Zu viel kann schlecht sein
Das Lager eines Händlers kann zu groß sein. Beispiel Trauringe. Wenn der Kunde am Tisch abgestellt wird mit Dummy-Boxen voller Trauringe, dann sieht er zu viele Produkte. Die Wissenschaft spricht hier von „Paradox of Choice“. Die Kurzform dieser Erkenntnis lautet: „Zu viele Entscheidungsalternativen verhindern die Entscheidungsfindung.“ Im Volksmund gibt es Sprichwörter dazu, wie „den Wald vor lauter Bäumen nicht sehen“ oder „wer die Wahl hat, hat die Qual“. Die Feldstudie aus dem Jahr 2000 funktionierte folgendermaßen.

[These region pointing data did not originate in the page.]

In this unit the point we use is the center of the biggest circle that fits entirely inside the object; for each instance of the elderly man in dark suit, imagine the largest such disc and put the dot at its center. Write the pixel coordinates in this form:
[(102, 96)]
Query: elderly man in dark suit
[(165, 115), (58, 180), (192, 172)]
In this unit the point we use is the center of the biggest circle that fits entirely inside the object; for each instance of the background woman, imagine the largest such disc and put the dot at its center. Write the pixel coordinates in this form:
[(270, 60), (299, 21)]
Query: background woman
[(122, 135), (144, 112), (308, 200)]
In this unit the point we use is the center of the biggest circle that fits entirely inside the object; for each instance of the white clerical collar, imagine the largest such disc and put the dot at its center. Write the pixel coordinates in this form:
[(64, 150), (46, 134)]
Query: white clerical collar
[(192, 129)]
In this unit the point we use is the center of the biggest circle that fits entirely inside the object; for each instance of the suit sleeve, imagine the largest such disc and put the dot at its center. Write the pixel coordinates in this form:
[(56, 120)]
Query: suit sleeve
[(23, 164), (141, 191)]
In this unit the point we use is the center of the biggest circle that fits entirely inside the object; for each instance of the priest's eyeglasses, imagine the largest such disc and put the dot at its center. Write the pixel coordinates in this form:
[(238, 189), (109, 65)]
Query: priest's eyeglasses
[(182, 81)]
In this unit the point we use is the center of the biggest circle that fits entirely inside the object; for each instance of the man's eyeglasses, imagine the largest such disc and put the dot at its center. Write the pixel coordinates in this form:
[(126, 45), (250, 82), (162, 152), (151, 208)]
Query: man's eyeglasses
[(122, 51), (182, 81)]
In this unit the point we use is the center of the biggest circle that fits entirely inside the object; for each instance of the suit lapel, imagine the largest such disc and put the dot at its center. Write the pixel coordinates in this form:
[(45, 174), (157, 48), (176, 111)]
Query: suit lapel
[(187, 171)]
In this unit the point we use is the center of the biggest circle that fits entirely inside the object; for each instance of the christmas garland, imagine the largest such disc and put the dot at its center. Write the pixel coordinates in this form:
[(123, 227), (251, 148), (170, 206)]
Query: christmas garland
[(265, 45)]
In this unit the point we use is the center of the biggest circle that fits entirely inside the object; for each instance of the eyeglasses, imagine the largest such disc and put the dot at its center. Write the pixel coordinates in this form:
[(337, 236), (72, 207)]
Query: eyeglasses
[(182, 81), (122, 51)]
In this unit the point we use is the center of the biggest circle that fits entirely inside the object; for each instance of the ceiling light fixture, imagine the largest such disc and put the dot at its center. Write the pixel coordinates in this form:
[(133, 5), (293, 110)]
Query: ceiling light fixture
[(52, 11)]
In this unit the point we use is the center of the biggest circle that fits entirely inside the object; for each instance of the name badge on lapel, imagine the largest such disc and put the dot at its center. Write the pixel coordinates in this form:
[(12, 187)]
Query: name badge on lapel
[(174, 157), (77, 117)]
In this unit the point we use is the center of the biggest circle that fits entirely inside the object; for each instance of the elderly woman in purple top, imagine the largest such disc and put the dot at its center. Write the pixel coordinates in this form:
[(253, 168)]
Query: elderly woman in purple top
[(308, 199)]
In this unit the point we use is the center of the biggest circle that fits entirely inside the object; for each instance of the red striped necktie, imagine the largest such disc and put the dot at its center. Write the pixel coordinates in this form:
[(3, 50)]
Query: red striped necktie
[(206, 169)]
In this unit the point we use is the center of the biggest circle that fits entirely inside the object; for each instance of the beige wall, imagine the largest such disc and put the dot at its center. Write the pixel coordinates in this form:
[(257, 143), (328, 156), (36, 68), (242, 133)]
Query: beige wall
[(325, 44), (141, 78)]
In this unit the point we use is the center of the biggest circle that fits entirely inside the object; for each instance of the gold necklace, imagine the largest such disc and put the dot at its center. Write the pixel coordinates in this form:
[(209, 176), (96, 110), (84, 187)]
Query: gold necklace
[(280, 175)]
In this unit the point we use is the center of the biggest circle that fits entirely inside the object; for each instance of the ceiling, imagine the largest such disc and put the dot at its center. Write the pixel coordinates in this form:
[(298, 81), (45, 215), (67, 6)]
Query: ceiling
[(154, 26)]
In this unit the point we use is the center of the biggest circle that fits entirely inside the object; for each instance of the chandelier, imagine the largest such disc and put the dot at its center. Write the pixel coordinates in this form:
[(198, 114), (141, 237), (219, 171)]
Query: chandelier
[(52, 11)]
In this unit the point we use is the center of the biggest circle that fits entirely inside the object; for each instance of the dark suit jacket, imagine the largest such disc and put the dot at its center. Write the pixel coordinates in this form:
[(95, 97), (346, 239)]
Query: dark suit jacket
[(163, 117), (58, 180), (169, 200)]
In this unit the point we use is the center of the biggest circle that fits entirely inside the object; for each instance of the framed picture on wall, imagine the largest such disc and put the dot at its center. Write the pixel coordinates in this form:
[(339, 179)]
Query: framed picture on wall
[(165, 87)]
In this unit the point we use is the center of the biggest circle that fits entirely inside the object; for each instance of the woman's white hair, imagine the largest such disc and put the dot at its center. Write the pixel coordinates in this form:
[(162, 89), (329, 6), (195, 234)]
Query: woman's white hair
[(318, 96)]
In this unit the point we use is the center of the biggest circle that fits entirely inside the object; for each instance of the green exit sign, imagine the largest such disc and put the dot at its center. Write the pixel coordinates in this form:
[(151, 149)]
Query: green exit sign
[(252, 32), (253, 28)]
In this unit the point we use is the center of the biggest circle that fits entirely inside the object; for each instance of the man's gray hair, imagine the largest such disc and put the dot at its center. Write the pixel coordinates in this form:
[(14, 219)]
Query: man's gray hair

Auf einem Probiertisch im Supermarkt wurden das eine mal 24, das andere mal sechs Marmeladensorten zum Probieren ausgestellt. Bei 24 Sorten probierten 60 % der Kunden, aber nur 3 % kauften auch ein Glas Marmelade. Bei sechs Sorten probierten zwar nur 40 %, es kauften aber 30 %.
Viel Auswahl = Angst vor Fehlentscheidungen
Die wissenschaftliche Deutung ist interessant. Eine zu große Auswahl führt dazu, dass anstelle einer falschen lieber gar keine Entscheidung getroffen wird. Die Unterschiede zwischen den vielen Angeboten sind nicht mehr erkennbar. Letztlich entsteht im Kopf des Konsumenten Angst, eine Fehlentscheidung zu treffen. Und Angst war noch nie ein guter Berater.